Introduction - accandme/openplum GitHub Wiki

Large-scale data analytics has been the topic of intense commercial interest as well as academic research for many years. The growth of storage systems beyond a single machine have rendered traditional relational database management systems unusable for data storage for the purpose of easy querying. Moreover, the difficulty of running SQL queries in a distributed fashion has led to the relaxation on the requirements of data management and emergence of the NoSQL paradigm, where data is not stored in relations and where traditional SQL cannot be used for data manipulation. While it is true that NoSQL databases are highly optimized for retrieval and appending operations, they provide little functionality beyond that. The common approach to doing analytics on data stored in a NoSQL database is therefore to extract the necessary portions of the data and manually run them through a statistical package. It is needless to say that this approach is time-consuming and error-prone.

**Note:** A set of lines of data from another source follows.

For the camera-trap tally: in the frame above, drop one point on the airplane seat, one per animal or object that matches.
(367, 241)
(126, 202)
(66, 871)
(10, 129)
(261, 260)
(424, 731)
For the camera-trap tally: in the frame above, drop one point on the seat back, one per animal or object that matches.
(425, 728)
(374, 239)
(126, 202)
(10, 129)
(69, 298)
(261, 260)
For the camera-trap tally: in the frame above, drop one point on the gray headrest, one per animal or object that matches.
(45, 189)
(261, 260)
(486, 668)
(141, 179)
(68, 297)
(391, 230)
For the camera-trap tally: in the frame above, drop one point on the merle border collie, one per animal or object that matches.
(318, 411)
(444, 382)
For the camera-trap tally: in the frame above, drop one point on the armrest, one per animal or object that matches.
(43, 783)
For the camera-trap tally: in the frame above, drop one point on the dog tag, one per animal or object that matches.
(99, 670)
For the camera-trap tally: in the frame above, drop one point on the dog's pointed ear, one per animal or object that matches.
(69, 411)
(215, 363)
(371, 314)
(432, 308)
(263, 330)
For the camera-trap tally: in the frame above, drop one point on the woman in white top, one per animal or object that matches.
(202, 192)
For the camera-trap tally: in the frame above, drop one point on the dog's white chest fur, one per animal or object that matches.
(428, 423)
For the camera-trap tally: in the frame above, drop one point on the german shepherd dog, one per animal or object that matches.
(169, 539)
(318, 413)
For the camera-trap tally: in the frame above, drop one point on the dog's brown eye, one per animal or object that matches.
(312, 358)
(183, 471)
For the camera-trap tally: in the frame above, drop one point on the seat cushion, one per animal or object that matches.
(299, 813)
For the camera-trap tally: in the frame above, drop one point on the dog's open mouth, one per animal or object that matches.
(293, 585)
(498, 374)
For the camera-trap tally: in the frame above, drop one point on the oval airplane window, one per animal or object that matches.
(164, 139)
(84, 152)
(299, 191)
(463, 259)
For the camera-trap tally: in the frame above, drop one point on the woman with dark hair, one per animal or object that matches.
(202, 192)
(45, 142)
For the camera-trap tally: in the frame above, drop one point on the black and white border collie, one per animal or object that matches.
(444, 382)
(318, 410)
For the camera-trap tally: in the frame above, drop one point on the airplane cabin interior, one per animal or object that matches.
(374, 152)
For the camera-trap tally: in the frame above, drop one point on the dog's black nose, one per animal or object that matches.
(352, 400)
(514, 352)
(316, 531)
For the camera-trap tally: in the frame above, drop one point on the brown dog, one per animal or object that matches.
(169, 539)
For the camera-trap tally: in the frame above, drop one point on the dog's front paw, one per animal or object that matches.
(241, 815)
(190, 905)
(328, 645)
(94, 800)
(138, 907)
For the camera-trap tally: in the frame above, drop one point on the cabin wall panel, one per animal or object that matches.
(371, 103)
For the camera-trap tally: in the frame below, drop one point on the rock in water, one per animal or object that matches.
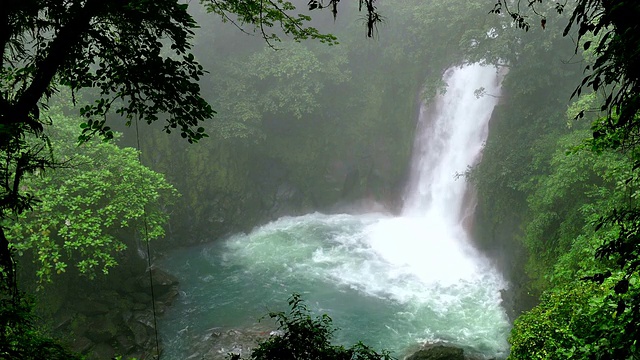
(438, 352)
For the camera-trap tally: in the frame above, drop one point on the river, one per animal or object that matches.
(390, 281)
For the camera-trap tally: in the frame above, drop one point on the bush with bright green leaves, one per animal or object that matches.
(302, 336)
(90, 208)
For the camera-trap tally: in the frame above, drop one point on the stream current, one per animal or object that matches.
(391, 281)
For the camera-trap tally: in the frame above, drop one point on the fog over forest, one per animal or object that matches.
(319, 180)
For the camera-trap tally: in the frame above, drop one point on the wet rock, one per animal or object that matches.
(81, 344)
(91, 307)
(102, 351)
(438, 352)
(162, 281)
(168, 298)
(140, 333)
(101, 329)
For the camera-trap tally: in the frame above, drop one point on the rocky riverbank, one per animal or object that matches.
(116, 320)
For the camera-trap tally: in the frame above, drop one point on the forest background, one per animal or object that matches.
(556, 194)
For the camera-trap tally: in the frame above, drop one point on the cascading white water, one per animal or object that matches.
(430, 235)
(391, 282)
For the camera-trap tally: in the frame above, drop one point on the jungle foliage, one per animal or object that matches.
(301, 336)
(579, 188)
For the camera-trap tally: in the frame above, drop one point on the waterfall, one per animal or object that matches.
(392, 282)
(430, 239)
(449, 138)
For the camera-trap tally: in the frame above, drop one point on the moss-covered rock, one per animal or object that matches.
(438, 352)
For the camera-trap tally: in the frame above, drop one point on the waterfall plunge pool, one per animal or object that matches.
(391, 282)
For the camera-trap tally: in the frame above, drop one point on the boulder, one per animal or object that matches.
(438, 352)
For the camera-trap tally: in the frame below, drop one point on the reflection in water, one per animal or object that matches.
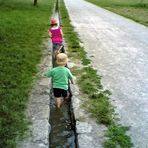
(62, 133)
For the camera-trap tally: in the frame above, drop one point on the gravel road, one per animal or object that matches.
(118, 48)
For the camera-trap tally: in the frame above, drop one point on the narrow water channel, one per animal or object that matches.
(62, 127)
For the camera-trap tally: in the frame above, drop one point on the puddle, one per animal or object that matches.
(62, 125)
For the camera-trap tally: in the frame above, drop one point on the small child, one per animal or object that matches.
(56, 34)
(60, 76)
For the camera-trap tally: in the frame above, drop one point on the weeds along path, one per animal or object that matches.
(118, 49)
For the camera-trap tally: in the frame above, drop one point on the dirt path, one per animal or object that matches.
(118, 48)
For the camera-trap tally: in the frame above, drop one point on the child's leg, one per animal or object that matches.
(58, 102)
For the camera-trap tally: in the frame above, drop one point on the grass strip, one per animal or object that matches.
(90, 84)
(22, 29)
(136, 10)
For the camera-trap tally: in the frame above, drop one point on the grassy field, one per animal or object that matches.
(89, 82)
(136, 10)
(22, 30)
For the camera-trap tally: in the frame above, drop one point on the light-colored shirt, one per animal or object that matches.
(60, 76)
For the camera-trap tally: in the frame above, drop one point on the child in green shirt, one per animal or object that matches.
(60, 77)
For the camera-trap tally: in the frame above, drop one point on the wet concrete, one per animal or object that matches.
(118, 48)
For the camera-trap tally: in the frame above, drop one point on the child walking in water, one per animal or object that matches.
(60, 76)
(56, 34)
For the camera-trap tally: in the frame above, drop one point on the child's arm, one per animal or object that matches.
(48, 73)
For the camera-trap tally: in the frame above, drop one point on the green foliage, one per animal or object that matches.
(133, 9)
(117, 137)
(22, 29)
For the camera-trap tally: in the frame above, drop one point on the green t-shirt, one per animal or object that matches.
(60, 76)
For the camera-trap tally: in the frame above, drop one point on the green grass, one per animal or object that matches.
(22, 30)
(90, 85)
(136, 10)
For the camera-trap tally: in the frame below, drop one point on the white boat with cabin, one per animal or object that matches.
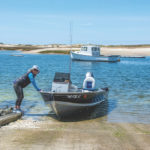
(92, 53)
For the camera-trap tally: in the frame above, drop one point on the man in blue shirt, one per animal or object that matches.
(23, 81)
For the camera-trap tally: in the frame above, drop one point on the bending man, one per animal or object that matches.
(22, 82)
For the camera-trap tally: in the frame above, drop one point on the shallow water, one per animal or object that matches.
(128, 81)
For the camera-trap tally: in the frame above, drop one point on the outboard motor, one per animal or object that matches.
(89, 82)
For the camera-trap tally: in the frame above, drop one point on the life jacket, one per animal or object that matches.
(24, 80)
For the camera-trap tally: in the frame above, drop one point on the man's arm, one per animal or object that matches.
(30, 75)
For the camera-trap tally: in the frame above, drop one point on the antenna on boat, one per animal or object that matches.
(70, 47)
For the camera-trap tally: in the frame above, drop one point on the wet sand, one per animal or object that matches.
(94, 134)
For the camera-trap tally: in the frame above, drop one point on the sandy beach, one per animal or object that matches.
(104, 51)
(95, 134)
(132, 50)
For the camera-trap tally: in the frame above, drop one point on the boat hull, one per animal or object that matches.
(66, 104)
(81, 57)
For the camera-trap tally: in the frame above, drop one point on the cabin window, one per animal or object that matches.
(95, 49)
(84, 49)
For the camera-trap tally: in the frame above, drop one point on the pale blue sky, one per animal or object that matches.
(94, 21)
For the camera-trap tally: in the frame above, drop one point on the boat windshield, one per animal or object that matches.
(84, 49)
(95, 49)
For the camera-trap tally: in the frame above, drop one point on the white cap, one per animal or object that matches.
(89, 74)
(36, 68)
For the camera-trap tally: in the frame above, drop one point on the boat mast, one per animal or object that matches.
(70, 47)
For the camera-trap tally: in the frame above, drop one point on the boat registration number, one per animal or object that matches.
(74, 96)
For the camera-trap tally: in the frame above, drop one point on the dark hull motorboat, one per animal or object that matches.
(65, 104)
(66, 99)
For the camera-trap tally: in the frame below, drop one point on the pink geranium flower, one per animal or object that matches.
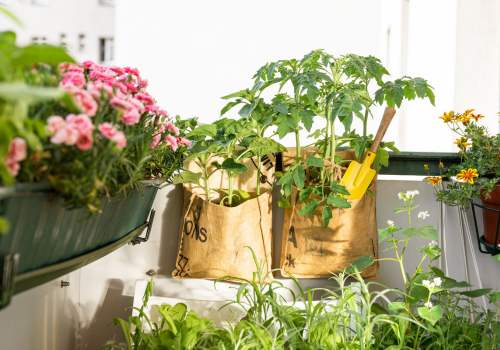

While plain SQL does not provide rich analytical capabilities itself, it does provide useful data manipulation techniques that can be applied to do at least some analytics in-database. Support for user-defined aggregate functions is also on the rise among modern RDBMSs, expanding the boundaries of analytics that can be performed by using SQL queries. Ability to create user-defined aggregate functions is readily supported by PostgreSQL, Oracle, and SQL Server, among possibly others, and PostgreSQL even has a full-fledged open-source data analytics library available, called MADlib. Despite these advances in RDBMS capabilities, relational databases still struggle in growing beyond a single node. In this project, we attempt to build a distributed query engine that can execute any arbitrary SQL query on a database partitioned on a set of worker RDBMS nodes. Our focus is to use each worker node’s capabilities to its fullest, doing as much processing in parallel as possible, while at the same time taking into account the fact that the query may contain aggregates and nested queries, and that the underlying data partitioning may be arbitrary. Our system is implemented as a Java application using PostgreSQL worker nodes.

In the Design section, we discuss how we go about executing an arbitrary query and describe our algorithms. In the Implementation section, we give the implementation details of our ideas and present our pipeline of query execution. In the Evaluation section, we give details on how well our system performs.